The strongest recommendation in the current lineup depends on your budget and goals. The Milk-V Jupiter at $115 (16GB M1 model) is the best starting point for experimentation: it’s cheap enough to justify as a learning tool, the Mini-ITX form factor makes it feel like a real PC, and the community around it is active and helpful. The Titan at $329 is the serious option for developers who need PCIe Gen4 bandwidth, DDR4 DIMM flexibility, UEFI boot, and the closest thing to a standard PC experience that RISC-V currently offers. The DeepComputing DC-ROMA at $349 is the most turnkey option, arriving pre-assembled with Ubuntu and 32GB RAM. Just keep in mind that Titan requires adding a discrete GPU, so budget an extra $50-150 for a compatible card.
Where This Is Heading
The trajectory of RISC-V desktop hardware is genuinely exciting, even if the present is humbling.
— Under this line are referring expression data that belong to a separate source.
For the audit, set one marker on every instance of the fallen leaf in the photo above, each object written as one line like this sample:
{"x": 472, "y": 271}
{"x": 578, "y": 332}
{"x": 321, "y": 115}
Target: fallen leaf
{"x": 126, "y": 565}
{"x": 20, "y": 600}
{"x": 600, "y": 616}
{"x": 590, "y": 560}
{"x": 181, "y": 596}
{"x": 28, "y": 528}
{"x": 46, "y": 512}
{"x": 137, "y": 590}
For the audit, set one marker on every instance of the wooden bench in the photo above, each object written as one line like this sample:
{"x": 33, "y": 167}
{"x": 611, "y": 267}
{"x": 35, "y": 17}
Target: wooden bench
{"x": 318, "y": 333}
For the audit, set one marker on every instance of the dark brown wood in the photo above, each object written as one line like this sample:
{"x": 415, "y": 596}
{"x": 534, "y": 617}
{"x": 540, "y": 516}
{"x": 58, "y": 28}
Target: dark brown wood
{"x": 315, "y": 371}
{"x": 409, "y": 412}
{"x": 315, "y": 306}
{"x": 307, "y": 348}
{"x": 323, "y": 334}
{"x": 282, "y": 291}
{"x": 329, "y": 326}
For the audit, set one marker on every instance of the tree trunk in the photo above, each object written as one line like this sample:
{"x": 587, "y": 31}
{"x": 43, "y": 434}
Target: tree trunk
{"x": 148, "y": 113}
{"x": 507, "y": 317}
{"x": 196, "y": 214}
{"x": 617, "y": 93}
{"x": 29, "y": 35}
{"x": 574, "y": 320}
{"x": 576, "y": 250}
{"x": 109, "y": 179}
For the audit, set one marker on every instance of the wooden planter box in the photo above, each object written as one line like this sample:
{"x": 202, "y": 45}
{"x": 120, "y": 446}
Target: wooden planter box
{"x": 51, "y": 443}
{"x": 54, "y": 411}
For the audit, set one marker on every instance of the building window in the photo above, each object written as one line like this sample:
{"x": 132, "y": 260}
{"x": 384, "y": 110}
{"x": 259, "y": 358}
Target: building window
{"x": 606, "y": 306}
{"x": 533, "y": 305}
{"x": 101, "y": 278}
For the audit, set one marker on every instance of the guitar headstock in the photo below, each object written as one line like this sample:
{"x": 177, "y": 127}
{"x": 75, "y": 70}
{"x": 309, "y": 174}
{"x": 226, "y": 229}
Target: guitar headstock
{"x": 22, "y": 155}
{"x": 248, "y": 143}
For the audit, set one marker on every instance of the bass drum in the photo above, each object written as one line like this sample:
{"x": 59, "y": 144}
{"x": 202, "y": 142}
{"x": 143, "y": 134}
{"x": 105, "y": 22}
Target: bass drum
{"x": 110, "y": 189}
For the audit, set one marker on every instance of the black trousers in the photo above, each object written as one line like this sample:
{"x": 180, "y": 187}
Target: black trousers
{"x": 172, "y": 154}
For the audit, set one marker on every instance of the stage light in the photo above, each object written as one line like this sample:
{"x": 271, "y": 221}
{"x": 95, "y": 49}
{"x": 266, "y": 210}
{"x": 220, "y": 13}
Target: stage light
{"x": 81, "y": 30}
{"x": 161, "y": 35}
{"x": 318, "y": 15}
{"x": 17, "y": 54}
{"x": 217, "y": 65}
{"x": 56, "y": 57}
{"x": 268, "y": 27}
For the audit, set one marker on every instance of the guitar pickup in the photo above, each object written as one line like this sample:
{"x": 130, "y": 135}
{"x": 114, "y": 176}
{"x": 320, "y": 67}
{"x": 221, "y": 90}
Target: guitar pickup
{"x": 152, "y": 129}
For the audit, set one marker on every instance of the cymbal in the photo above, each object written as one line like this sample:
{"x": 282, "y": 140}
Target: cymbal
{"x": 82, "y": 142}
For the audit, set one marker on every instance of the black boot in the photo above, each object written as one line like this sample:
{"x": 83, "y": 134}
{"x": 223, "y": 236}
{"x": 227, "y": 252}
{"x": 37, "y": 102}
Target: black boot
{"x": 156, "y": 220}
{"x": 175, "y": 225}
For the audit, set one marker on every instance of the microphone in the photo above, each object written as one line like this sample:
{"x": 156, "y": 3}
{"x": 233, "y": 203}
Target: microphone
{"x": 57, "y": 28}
The Milk-V Jupiter 2, expected in April 2026, will bring RVA23 compliance, a significant CPU performance bump, 60 TOPS of AI acceleration, and 10GbE networking to a $199 board. That’s a generational leap from the original Jupiter’s capabilities. Tenstorrent’s Ascalon cores have demonstrated benchmark results approaching AMD Zen 5 parity in IP licensing tests, and NVIDIA’s announcement that it’s porting CUDA to RISC-V signals that the GPU computing ecosystem is taking the architecture seriously.
None of that helps you today, and it’s important not to buy hardware based on roadmap promises. But the direction is clear: RISC-V is following a compressed version of the path ARM took from embedded curiosity to mainstream computing platform. ARM took roughly a decade to go from the first Raspberry Pi to Apple’s M1 dominating laptop benchmarks. RISC-V won’t take that long because it benefits from ARM having already proven that a non-x86 architecture can compete, and from an open ecosystem that lets any company design competitive cores without licensing fees.
For now, a RISC-V mini PC is a statement purchase as much as a practical one. You’re buying into a future that isn’t fully here yet, and you should go in with eyes open about the limitations. But the hardware is real, the prices are reasonable, and for the right use cases, these boards are genuinely usable machines. That alone marks a turning point worth paying attention to.